Location
- Birmingham Road Shenstone Staffordshire, WS14 0LB England
- Coordinates: 52°37′28″N 1°50′23″W﻿ / ﻿52.6244°N 1.8398°W

Information
- Type: Special school: Academy
- Local authority: Sandwell
- Trust: Manor Hall Academy Trust
- Department for Education URN: 147347 Tables
- Ofsted: Reports
- Executive Head Teacher: Neil Toplass
- Gender: Co-educational
- Age: 4 to 16
- Enrollment: 98 (December 2021)
- Website: www.shenstonelodge.co.uk

= Shenstone Lodge School =

Special school in Staffordshire, England

Shenstone Lodge School is a residential special school for children with behaviour or emotional difficulties, in Shenstone, Staffordshire, England, between Lichfield and Sutton Coldfield.

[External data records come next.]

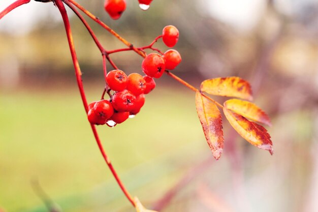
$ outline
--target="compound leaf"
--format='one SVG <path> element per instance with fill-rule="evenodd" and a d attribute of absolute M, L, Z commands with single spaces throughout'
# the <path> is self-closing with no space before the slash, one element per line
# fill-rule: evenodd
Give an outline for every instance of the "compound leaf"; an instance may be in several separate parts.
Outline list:
<path fill-rule="evenodd" d="M 253 99 L 249 83 L 238 77 L 207 79 L 201 83 L 200 90 L 212 95 Z"/>
<path fill-rule="evenodd" d="M 218 160 L 221 156 L 224 143 L 221 113 L 216 105 L 199 92 L 197 92 L 196 94 L 196 105 L 208 144 L 213 157 Z"/>
<path fill-rule="evenodd" d="M 134 199 L 135 201 L 135 204 L 136 205 L 136 210 L 137 212 L 157 212 L 154 210 L 148 210 L 146 209 L 144 206 L 141 204 L 141 202 L 139 201 L 138 198 L 137 197 L 135 197 Z"/>
<path fill-rule="evenodd" d="M 265 128 L 241 115 L 231 112 L 226 107 L 223 108 L 223 111 L 231 125 L 241 136 L 252 145 L 273 154 L 273 143 Z"/>
<path fill-rule="evenodd" d="M 255 104 L 246 101 L 232 99 L 224 103 L 227 109 L 250 120 L 271 126 L 269 117 Z"/>

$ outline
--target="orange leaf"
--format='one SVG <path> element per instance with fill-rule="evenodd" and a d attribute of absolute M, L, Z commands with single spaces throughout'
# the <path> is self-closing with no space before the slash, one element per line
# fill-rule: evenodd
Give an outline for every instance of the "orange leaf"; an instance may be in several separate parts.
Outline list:
<path fill-rule="evenodd" d="M 207 79 L 201 83 L 200 89 L 212 95 L 237 97 L 250 101 L 253 99 L 248 82 L 237 77 Z"/>
<path fill-rule="evenodd" d="M 134 200 L 135 201 L 137 212 L 157 212 L 154 210 L 148 210 L 148 209 L 146 209 L 145 207 L 144 207 L 142 204 L 141 204 L 141 202 L 140 202 L 137 197 L 135 197 Z"/>
<path fill-rule="evenodd" d="M 246 118 L 270 126 L 272 125 L 267 114 L 251 102 L 233 99 L 226 101 L 223 104 L 227 109 Z"/>
<path fill-rule="evenodd" d="M 199 92 L 196 94 L 196 105 L 205 138 L 216 160 L 221 156 L 224 139 L 222 130 L 222 116 L 216 105 Z"/>
<path fill-rule="evenodd" d="M 249 121 L 241 115 L 231 112 L 225 107 L 223 108 L 223 111 L 231 125 L 241 136 L 253 145 L 267 150 L 273 155 L 271 136 L 265 128 Z"/>

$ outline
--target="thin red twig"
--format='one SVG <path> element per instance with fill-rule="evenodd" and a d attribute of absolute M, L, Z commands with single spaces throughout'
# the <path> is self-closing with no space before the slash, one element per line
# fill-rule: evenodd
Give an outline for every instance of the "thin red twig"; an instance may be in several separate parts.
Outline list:
<path fill-rule="evenodd" d="M 177 184 L 168 190 L 163 197 L 154 203 L 152 209 L 156 211 L 161 211 L 167 206 L 171 201 L 173 197 L 177 193 L 183 189 L 188 183 L 198 176 L 204 171 L 207 170 L 207 167 L 213 164 L 211 157 L 201 162 L 197 166 L 190 169 L 187 173 L 184 174 L 184 176 L 181 179 Z"/>
<path fill-rule="evenodd" d="M 66 1 L 66 0 L 62 0 L 62 1 Z M 120 36 L 117 33 L 111 29 L 109 26 L 106 25 L 105 23 L 101 21 L 97 17 L 95 16 L 94 15 L 91 14 L 89 11 L 87 11 L 86 9 L 83 7 L 79 4 L 74 1 L 74 0 L 68 0 L 72 4 L 73 4 L 75 7 L 77 7 L 80 10 L 81 10 L 84 13 L 85 13 L 86 15 L 93 20 L 97 23 L 102 26 L 103 28 L 106 29 L 108 32 L 109 32 L 110 34 L 113 35 L 116 38 L 117 38 L 118 40 L 121 41 L 126 46 L 128 46 L 130 48 L 134 49 L 135 51 L 136 51 L 137 53 L 140 55 L 142 57 L 145 57 L 145 54 L 141 51 L 139 50 L 137 48 L 134 46 L 134 45 L 131 43 L 127 41 L 126 40 L 124 39 L 122 37 Z"/>

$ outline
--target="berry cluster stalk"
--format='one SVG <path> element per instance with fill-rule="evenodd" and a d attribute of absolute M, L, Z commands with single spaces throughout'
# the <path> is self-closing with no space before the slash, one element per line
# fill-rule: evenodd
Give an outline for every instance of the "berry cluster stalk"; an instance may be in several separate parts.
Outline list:
<path fill-rule="evenodd" d="M 65 29 L 66 31 L 66 33 L 68 37 L 68 41 L 69 42 L 69 44 L 70 46 L 70 50 L 71 50 L 71 54 L 72 55 L 72 58 L 73 62 L 73 64 L 74 65 L 74 69 L 75 69 L 75 74 L 76 75 L 76 79 L 77 81 L 77 84 L 80 90 L 80 92 L 81 93 L 81 97 L 82 98 L 82 101 L 84 104 L 84 106 L 85 107 L 85 111 L 86 113 L 88 111 L 88 105 L 86 99 L 86 96 L 85 95 L 85 93 L 84 91 L 84 89 L 83 87 L 83 83 L 82 82 L 81 79 L 81 72 L 80 69 L 79 65 L 78 64 L 78 61 L 77 59 L 77 57 L 76 56 L 76 52 L 75 51 L 75 48 L 74 47 L 74 42 L 73 40 L 73 36 L 72 34 L 72 32 L 71 30 L 71 26 L 70 25 L 70 21 L 69 20 L 69 18 L 68 16 L 68 14 L 65 9 L 65 7 L 64 7 L 64 5 L 62 3 L 61 0 L 54 0 L 54 3 L 56 5 L 56 7 L 58 8 L 58 10 L 60 11 L 61 15 L 62 16 L 62 18 L 63 19 L 63 21 L 64 22 L 64 25 L 65 26 Z M 117 174 L 115 169 L 113 167 L 112 164 L 110 161 L 110 160 L 106 155 L 105 150 L 102 145 L 102 143 L 101 142 L 101 140 L 99 137 L 98 134 L 97 133 L 97 131 L 96 130 L 96 128 L 95 126 L 91 124 L 90 126 L 91 127 L 92 130 L 94 134 L 94 136 L 95 137 L 95 139 L 96 139 L 96 141 L 97 142 L 98 145 L 104 157 L 104 159 L 107 164 L 109 169 L 110 169 L 113 175 L 116 179 L 117 183 L 118 184 L 119 187 L 120 187 L 121 190 L 123 192 L 123 193 L 126 196 L 126 197 L 128 199 L 128 200 L 130 201 L 132 204 L 135 207 L 135 203 L 133 199 L 133 197 L 129 193 L 129 192 L 127 191 L 124 186 L 122 184 L 122 182 L 119 178 L 118 174 Z"/>

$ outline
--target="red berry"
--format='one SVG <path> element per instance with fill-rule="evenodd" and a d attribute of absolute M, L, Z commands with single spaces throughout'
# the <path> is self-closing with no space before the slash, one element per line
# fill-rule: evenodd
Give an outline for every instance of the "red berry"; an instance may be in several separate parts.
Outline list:
<path fill-rule="evenodd" d="M 110 119 L 117 124 L 120 124 L 126 120 L 129 117 L 129 112 L 115 111 Z"/>
<path fill-rule="evenodd" d="M 146 81 L 139 74 L 134 73 L 128 76 L 127 89 L 137 96 L 144 93 L 146 89 Z"/>
<path fill-rule="evenodd" d="M 145 75 L 143 76 L 146 81 L 146 89 L 144 90 L 144 94 L 149 94 L 155 87 L 155 82 L 152 77 Z"/>
<path fill-rule="evenodd" d="M 109 88 L 113 90 L 120 92 L 126 88 L 128 78 L 125 72 L 121 70 L 112 70 L 107 73 L 106 81 Z"/>
<path fill-rule="evenodd" d="M 160 78 L 166 69 L 165 60 L 160 54 L 151 53 L 143 60 L 141 68 L 145 74 L 149 77 Z"/>
<path fill-rule="evenodd" d="M 164 59 L 166 64 L 166 68 L 169 70 L 175 69 L 181 62 L 181 55 L 178 51 L 170 49 L 165 52 Z"/>
<path fill-rule="evenodd" d="M 101 118 L 107 119 L 113 115 L 114 113 L 114 108 L 111 103 L 106 100 L 103 100 L 95 103 L 94 107 L 94 113 Z"/>
<path fill-rule="evenodd" d="M 96 102 L 93 102 L 88 105 L 88 110 L 90 110 L 91 108 L 94 107 L 94 105 L 95 105 L 95 103 L 96 103 Z"/>
<path fill-rule="evenodd" d="M 136 115 L 139 111 L 140 109 L 145 104 L 145 95 L 144 94 L 141 94 L 138 97 L 136 97 L 136 102 L 135 103 L 135 108 L 134 110 L 132 110 L 130 112 L 131 114 Z"/>
<path fill-rule="evenodd" d="M 105 9 L 113 19 L 118 19 L 126 9 L 125 0 L 106 0 Z"/>
<path fill-rule="evenodd" d="M 119 112 L 130 111 L 134 109 L 136 97 L 128 90 L 115 93 L 112 98 L 112 105 Z"/>
<path fill-rule="evenodd" d="M 172 47 L 178 42 L 179 39 L 179 31 L 174 26 L 170 25 L 165 26 L 163 30 L 163 40 L 164 43 L 169 47 Z"/>
<path fill-rule="evenodd" d="M 92 125 L 104 125 L 106 122 L 106 118 L 97 115 L 94 112 L 93 108 L 88 110 L 87 118 L 89 123 Z"/>

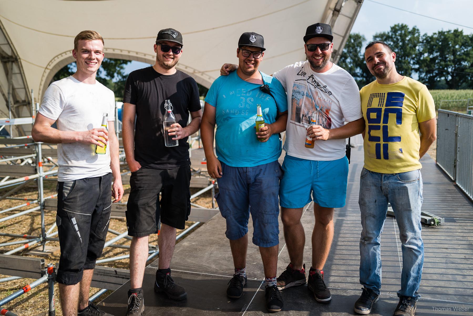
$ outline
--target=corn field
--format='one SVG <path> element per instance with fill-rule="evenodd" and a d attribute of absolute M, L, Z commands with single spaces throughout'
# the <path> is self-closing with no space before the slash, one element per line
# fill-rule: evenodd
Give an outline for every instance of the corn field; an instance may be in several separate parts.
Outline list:
<path fill-rule="evenodd" d="M 442 108 L 461 113 L 466 112 L 466 107 L 473 106 L 473 90 L 429 90 L 435 102 L 435 109 Z M 468 103 L 468 99 L 471 99 Z M 448 100 L 441 102 L 442 100 Z"/>

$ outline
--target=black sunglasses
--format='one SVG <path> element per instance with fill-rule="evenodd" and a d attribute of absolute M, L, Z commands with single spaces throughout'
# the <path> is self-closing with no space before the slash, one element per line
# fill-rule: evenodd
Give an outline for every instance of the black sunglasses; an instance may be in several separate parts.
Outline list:
<path fill-rule="evenodd" d="M 163 52 L 163 53 L 167 53 L 169 51 L 169 49 L 171 49 L 173 51 L 173 54 L 175 55 L 178 54 L 181 52 L 181 50 L 182 49 L 182 47 L 178 47 L 175 46 L 169 46 L 169 45 L 161 44 L 159 43 L 157 43 L 156 45 L 161 46 L 161 52 Z"/>
<path fill-rule="evenodd" d="M 326 51 L 328 49 L 331 43 L 323 43 L 321 44 L 306 44 L 307 50 L 309 52 L 315 52 L 317 50 L 317 47 L 320 48 L 321 51 Z"/>
<path fill-rule="evenodd" d="M 239 48 L 240 50 L 241 51 L 241 54 L 243 55 L 243 57 L 249 57 L 250 55 L 253 53 L 253 58 L 255 59 L 261 57 L 263 54 L 263 52 L 252 52 L 252 51 L 249 51 L 247 49 L 243 49 L 243 48 Z"/>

It caters for children aged 4–13. It also has a second site in Tividale which caters for children 11-16. It offers day placements and also, where appropriate, home tuition.

Although partly located in Staffordshire, the school is primarily for pupils coming from the Sandwell area.

==The school==
The school in Shenstone has 4 classrooms for KS1 and 2 2 acre of land,a big house where the bedrooms and dining room are and an outdoor swimming pool. The school also has a new sports hall, meeting room and changing rooms that were completed in 2010. It caters for boys and girls with a variety of emotional and behavioural issues. Links have been forged with a number of secondary schools within Sandwell.

The school in Tividale, Oldbury has a number of classrooms, independent living accommodation and an outdoor MUGA and field for physical activity lessons.

==Pupils==
In Lichfield, Shenstone Lodge boards 5 days a week for boys, girls, and also has day pupils until 3pm.
In Tividale the provision is for the school day.